(Opinion) – Depuis novembre 2017, le gouvernement guinéen fait face à la grogne du secteur de l’éducation, portée notamment par un certain Aboubacar Soumah ; qui a su mobiliser derrière lui (presque) tout le corps enseignant de Guinée, dans le but d’obtenir huit (8) millions de francs guinéens. Mais cette revendication du Syndicat libre des enseignants et chercheurs de Guinée (SLECG) aura été toute une perplexité à laquelle le gouvernement guinéen a eu du mal à satisfaire les enseignants grévistes.

Pour la première fois, quand le secrétaire général adjoint du Slecg d’alors, Aboubacar Soumah déclenchait la grève illimitée afin d’obtenir les huit (8) millions, en effet, il a été traité de tous les noms.

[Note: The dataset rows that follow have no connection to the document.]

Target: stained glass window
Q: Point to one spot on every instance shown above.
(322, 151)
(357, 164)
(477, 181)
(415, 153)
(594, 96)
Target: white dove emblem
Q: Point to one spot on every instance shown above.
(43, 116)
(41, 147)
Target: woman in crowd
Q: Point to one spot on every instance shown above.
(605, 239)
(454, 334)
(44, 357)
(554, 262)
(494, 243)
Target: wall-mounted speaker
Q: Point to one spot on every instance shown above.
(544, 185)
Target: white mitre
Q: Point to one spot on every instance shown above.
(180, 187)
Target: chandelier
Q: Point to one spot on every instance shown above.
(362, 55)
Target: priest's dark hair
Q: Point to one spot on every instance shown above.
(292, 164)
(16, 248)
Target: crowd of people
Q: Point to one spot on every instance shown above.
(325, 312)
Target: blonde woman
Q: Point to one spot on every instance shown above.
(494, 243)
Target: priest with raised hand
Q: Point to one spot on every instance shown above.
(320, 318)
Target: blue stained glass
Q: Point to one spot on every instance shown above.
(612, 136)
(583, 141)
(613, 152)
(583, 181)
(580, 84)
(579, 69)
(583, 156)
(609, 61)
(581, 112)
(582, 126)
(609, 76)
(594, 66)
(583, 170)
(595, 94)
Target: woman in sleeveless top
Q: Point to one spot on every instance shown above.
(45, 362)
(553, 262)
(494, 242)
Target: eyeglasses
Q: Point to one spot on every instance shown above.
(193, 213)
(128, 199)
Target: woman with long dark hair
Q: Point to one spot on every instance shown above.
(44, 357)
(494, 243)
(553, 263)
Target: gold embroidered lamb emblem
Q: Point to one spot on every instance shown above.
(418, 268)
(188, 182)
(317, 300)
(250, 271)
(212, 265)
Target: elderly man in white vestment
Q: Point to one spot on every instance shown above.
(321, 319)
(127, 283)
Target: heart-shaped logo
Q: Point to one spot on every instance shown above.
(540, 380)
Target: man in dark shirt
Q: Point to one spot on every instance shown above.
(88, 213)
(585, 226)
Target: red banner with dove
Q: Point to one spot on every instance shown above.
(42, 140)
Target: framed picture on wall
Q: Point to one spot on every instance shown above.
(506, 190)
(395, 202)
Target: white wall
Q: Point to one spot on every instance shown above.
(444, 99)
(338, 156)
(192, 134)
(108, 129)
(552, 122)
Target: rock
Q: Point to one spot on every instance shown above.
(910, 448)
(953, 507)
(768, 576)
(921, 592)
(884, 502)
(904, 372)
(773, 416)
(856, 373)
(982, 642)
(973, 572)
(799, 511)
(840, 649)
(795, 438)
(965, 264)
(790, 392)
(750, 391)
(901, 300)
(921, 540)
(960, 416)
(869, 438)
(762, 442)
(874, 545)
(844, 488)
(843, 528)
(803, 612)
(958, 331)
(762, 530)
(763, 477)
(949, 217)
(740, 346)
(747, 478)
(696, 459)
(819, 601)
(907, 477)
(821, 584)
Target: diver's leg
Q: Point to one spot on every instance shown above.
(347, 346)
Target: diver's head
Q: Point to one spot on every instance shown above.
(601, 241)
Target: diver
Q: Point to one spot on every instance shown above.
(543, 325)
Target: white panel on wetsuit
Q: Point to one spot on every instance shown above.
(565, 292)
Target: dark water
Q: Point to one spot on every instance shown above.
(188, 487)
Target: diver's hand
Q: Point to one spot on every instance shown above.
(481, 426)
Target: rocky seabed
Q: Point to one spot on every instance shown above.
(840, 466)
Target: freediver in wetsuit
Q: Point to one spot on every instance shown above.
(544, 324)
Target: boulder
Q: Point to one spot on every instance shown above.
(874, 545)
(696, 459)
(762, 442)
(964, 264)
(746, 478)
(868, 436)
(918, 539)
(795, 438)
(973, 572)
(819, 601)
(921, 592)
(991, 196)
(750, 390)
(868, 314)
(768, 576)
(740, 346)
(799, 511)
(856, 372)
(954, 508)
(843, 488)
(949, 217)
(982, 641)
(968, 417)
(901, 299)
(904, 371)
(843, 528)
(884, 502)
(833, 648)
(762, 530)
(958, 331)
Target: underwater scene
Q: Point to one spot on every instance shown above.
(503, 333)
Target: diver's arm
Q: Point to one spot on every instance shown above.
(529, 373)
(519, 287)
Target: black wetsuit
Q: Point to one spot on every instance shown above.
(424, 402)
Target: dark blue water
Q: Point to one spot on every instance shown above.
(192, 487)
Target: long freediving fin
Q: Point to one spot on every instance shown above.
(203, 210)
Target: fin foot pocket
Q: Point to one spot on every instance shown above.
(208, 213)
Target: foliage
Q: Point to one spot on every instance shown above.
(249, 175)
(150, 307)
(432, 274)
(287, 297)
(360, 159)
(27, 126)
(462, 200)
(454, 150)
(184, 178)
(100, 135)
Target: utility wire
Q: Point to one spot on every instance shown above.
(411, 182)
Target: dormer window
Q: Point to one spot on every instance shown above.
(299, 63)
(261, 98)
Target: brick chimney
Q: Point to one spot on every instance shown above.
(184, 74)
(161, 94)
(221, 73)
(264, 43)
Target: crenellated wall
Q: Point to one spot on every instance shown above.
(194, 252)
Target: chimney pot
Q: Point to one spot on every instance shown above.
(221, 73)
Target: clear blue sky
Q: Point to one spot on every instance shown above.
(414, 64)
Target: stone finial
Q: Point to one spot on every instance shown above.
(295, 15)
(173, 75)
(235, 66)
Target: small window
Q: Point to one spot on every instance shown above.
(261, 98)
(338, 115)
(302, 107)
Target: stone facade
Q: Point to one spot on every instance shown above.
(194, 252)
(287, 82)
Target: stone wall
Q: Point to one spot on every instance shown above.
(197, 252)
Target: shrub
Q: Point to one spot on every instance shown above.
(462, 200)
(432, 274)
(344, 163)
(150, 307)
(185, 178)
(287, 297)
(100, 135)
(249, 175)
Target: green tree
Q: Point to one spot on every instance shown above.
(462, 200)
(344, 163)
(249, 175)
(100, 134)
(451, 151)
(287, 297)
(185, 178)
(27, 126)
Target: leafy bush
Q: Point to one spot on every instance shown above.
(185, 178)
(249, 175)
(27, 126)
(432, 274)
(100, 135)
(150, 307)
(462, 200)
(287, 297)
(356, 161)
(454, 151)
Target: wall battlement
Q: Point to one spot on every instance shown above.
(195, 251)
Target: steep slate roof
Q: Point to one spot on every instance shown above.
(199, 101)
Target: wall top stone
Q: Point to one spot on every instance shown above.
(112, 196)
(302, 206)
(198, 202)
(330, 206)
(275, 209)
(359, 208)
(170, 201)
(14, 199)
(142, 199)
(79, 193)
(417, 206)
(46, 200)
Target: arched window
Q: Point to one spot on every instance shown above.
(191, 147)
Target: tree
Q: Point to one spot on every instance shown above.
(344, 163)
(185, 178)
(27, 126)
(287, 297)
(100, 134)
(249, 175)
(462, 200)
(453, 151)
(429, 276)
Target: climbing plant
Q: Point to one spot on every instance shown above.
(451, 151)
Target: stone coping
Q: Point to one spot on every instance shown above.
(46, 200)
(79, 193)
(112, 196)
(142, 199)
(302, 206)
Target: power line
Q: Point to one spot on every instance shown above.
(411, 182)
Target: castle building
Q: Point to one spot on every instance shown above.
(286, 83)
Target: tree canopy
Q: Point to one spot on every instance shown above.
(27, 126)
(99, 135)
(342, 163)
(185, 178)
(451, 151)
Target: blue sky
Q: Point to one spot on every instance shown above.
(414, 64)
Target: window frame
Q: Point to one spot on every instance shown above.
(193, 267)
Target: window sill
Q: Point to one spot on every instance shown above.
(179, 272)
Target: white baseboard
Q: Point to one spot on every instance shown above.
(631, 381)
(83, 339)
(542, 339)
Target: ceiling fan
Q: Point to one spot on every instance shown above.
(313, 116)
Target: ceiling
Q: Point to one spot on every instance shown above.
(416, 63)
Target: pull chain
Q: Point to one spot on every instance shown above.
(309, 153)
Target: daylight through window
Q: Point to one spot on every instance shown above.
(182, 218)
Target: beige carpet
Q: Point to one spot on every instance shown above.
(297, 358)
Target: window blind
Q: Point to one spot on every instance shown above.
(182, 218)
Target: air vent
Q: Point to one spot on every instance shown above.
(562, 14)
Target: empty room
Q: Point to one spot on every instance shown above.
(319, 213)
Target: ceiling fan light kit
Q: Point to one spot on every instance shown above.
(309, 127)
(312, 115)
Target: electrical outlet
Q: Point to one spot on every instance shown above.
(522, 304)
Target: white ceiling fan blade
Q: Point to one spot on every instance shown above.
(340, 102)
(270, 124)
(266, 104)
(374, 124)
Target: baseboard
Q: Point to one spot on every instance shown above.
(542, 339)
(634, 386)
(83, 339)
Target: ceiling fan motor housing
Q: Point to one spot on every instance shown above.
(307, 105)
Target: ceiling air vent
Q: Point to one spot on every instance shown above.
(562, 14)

Le président Alpha Condé l’a traité même de « rebelle » ; ensuite, il a enjoint aux médias de ne pas donner la parole à Aboubacar Soumah.

Dans ce bras de fer tendu entre la branche du Slecg portée par Aboubacar Soumah et le président de la République, un court dénouement est intervenu entre les deux au mois de février 2018, notamment par l’effet des médiateurs dont un Tibou Kamara, cité par les médias. Aboubacar Soumah a été dès lors légitimé par le président de la République en personne après l’avoir reçu.

Le Slecg d’Aboubacar Soumah a dès lors le vent en poupe, malgré plusieurs appels du gouvernement à son endroit de venir sur la table de négociation.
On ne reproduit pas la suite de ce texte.